Researchers from the Bank of England’s Fintech Hub conducted a survey that suggests the COVID-19 pandemic has continued to stimulate interest in and adoption of ML (machine learning) and DS (data science) in UK banking. In addition, ML and DS now also sit higher on the priority list for policymakers because of their increasing use and, alongside their benefits, their potential risks.
The survey showed that around 35% of banks reported that ML and DS had a “positive” impact on technologies that support remote working among employees. The same percentage also reported a “positive” impact on their overall risk appetite for ML projects, meaning these banks are more willing to use these techniques.
At the same time, around 35% of banks reported a negative impact on ML model performance. This is likely because the pandemic has created major movements in macroeconomic variables, such as rising unemployment and mortgage forbearance, which required ML (as well as traditional) models to be recalibrated. Other areas where banks noted a negative impact were in “resourcing” and in “hiring/retention of skilled staff”.

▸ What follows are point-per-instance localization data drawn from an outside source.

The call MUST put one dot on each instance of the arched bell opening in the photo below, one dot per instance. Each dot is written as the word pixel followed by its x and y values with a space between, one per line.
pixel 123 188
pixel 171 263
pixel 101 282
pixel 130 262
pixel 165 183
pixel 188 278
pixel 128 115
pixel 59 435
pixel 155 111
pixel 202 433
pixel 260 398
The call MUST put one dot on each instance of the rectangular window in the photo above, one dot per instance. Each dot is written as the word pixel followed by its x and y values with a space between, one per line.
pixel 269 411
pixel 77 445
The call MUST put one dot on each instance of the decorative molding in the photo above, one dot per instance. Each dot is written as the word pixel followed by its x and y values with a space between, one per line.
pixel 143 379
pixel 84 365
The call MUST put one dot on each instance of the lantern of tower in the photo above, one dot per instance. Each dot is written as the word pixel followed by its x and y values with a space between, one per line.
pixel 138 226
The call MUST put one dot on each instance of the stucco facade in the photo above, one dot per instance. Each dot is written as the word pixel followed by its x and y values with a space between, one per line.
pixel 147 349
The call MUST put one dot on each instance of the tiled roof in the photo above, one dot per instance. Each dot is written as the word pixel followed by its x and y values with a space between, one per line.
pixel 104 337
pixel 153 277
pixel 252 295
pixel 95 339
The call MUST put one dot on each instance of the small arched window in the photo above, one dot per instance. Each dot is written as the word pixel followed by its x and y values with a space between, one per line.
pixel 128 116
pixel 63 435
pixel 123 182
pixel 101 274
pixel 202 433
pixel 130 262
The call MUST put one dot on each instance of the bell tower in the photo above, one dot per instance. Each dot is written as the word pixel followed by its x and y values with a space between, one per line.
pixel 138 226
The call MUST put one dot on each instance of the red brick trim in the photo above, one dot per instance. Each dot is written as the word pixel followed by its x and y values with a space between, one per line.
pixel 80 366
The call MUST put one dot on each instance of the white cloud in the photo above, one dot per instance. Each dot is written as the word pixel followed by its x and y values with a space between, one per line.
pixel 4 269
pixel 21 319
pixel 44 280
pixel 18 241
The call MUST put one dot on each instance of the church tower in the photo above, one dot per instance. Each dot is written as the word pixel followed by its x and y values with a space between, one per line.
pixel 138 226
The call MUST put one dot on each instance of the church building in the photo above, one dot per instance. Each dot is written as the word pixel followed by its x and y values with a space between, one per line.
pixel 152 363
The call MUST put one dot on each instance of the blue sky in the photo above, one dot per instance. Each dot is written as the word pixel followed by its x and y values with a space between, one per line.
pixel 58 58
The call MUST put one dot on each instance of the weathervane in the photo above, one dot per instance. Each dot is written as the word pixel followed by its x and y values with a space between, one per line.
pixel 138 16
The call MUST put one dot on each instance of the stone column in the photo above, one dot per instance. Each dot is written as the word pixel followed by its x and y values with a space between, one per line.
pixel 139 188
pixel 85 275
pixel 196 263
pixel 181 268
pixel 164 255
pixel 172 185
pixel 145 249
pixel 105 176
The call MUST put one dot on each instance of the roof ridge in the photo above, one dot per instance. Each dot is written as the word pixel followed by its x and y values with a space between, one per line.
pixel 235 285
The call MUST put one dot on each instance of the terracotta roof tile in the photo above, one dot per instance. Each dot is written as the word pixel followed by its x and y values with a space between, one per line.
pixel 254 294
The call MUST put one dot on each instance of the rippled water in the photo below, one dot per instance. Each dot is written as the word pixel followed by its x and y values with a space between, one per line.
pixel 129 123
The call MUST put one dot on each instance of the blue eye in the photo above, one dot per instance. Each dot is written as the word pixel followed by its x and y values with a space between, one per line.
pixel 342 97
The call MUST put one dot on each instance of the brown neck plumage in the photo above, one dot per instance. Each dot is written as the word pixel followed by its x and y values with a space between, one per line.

Alongside the usual risks associated with outsourcing, the use of ML and DS can pose additional risks and challenges. For example, outsourced ML models may be more difficult to interpret because detailed knowledge in terms of how they were developed resides outside the bank. This can make it more difficult for banks to understand how the model works and to monitor performance, which could result in unexpected or unexplained performance, and risks materializing.
If multiple banks use the same third-party provider and ML model, this could also potentially lead to an increase in herding, concentration and even the possibility of systemic risks where methodologies are common.
The Covid survey showed that banks’ investment and interest in ML and DS has held up. The strategic imperative to drive efficiency through automation and has perhaps been reinforced by the low interest rate environment. Furthermore, the nature of this shock means that demand for banking and other financial services may not have suffered to the same degree as other industries given the extent and impact of lockdown measures.
Researchers noted that the increasing use of ML and DS will bring benefits to banks, consumers and the economy, however there are associated risks and challenges that need to be mitigated. Banks and other financial services firms have already highlighted that risk management and governance frameworks will have to evolve in line with increasing maturity and sophistication of ML techniques.
Banks and other firms are aware of a widening gap between innovation and governance, and between the demand for data science skills and their supply. These gaps may persist in the near term as the pace of adoption increases.
The BoE’s Fintech Hub said it will continue to monitor risks and encourage the safe adoption of these new technologies, as well as consider whether new policy initiatives may help firms realize the benefits and more effectively manage the risks of AI (artificial intelligence), ML and DS.